Determinism preserved

Every wire-format identifier is content-derived (NameRef from sort position; AxiomKey from BLAKE3 of body; ContentId from BLAKE3 of body; EventId from build-deterministic counter in build mode). Same source → byte-identical .oxbin. Property preserved.

Phased rollout

The full design can be landed in four independently-shippable phases:

Phase 1 — runtime InternalId, no wire change (~3 days). oxc-reasoning::compile::Value::Internal(InternalId) replaces Value::Id(Uuid). Module::load builds a Uuid ↔ InternalId dictionary. Wire format unchanged. Win: ~30% reduction in reasoner Z-set memory.

Phase 2 — wire format break (~1 week). Add oxc-protocol::ids with all 10 types. Replace every _id: uuid::Uuid in body types. Drop uuid crate, add blake3. Bump oxbin_format_version major. Win: 44% reduction in event header size; type-safe identifiers throughout the wire.

Phase 3 — full Iri interner + symbol-table lift (~3 days). Iri(Arc<str>) with per-workspace arena. The .oxbin symbol-table section becomes the load-bearing dictionary it was designed to be.
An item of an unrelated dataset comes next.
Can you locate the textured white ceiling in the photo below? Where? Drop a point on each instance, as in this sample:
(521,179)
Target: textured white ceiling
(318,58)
Win: cleanup of qualified_path: String duplication.

Phase 4 — dense engine structures (~1 week). Fibonacci-hashed U32Set, KindBitmap (Vec<u64> indexed by InternalId), RoleEdges-style packed adjacency. Per-lattice sentinel discipline. Win: foundation for future reasoner backends (SLG, DBSP, Kripke) sharing dense set primitives.

Open questions

  • Cross-workspace federation: when two workspaces’ .oxbin artifacts need to interoperate, what’s the bridge? Open. Likely: an explicit GlobalRef type at the federation boundary only, derived from (workspace_uuid, NameRef) or from full Iri. Out of scope for this RFD.

  • Distributed minting of EventId: the shard: 12 field is reserved but currently always 0. A future RFD addresses the distributed-minting protocol (Stateless Snowflake from container IP, range pre-allocation, or CRDT-style — see “Stateless Snowflake” Chinthareddy 2025).

  • External identifier indexing: when IndividualId is system-allocated and the caller’s identifier is data (a hasExternalId property), querying by external identifier requires a property-indexed lookup. The storage layer’s per-relation indexes (book §20.3.1) cover this, but specific query ergonomics for “find by external id” want a small SDK helper.

  • AxiomKey for non-data axioms: mutation_decl, query_decl, compute_decl are declarative axioms (have stable NameRef-based identity). Should their AxiomKey be BLAKE3(NameRef) or a special discriminator? Likely the former for uniformity; settle when wire format is finalized.